G5 experiment simulates cooler climate over West Africa irrespective of the season with respect to RCP4.5 temperature. Significant cooling with respect to preindustrial variability is simulated at the southern ocean and coastal areas up to the Savannah. G5 generally led to wetness over West Africa. However, insignificant dryness prevails at the southern ocean and coast during the wet season. Significant dryness occurs only at the eastern Sahel during the dry season, and this is the area with least cooling (~ 0 K).

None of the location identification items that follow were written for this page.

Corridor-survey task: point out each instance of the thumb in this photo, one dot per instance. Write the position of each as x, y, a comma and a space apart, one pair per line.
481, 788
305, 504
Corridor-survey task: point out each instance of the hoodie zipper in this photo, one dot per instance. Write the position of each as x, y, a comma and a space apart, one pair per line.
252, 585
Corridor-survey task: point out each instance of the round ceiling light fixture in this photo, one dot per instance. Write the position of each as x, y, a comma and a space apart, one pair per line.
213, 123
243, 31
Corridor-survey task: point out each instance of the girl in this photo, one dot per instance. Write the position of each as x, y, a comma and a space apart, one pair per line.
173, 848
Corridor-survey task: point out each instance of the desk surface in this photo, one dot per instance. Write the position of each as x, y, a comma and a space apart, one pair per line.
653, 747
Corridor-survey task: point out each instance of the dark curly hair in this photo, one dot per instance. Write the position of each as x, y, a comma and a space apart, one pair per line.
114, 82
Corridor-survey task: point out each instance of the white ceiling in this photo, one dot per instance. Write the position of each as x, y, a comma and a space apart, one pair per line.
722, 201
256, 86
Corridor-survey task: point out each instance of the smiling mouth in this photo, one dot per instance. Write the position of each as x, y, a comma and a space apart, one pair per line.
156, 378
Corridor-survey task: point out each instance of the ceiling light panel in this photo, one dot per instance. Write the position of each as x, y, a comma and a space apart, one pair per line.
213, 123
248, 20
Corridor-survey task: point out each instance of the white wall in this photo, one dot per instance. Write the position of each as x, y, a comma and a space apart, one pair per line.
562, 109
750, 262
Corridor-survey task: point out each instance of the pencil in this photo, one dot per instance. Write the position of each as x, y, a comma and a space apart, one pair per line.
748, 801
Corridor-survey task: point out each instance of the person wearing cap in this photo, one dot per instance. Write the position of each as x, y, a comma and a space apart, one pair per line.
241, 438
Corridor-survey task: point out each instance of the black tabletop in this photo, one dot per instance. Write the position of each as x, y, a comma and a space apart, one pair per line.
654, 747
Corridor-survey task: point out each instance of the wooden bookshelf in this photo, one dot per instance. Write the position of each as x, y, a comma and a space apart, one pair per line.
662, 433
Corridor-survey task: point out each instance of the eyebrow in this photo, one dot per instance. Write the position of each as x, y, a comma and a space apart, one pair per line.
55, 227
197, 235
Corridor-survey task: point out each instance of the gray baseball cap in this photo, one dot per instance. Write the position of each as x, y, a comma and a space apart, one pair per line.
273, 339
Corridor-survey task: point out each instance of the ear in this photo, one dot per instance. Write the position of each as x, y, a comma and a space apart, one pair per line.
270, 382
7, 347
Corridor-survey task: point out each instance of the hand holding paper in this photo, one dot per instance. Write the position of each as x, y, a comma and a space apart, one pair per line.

The relatively higher temperature in this area leads to significant precipitation reduction especially in the dry season.

The G5 is effective in reducing the projected warming in RCP4.5 by about 1.2 K for most countries in the domain, but has a damaging effect on temperature at the southern ocean and coast based on significant change with respect to historical temperature that tilts towards change with respect to RCP4.5. Temperature reduction of 1.2 K would increase human comfort and is suitable for crop development. The G5 is also effective in increasing precipitation over West Africa except at some part of southern ocean and coast during the wet season. The G5 is damaging to precipitation at some part of the Sahel, and the change is also wetness. Therefore, G5 cannot affect water resources negatively over West Africa.

The G5 experiment suggests a promising solar radiation management method that can be applied to combat warming over West Africa since it effectively cools most land areas of the West African domain. The area with damaging temperature reduction also does not have damaging precipitation change. Furthermore, the G5 experiment is effective in precipitation increase over the whole of West Africa except for a small area with insignificant precipitation reduction at the southern ocean and coast during the wet season. It cannot affect water security negatively. The damaging precipitation increase at the Sahel can be dealt with by adequate adaptation strategy for more rainfall in that area.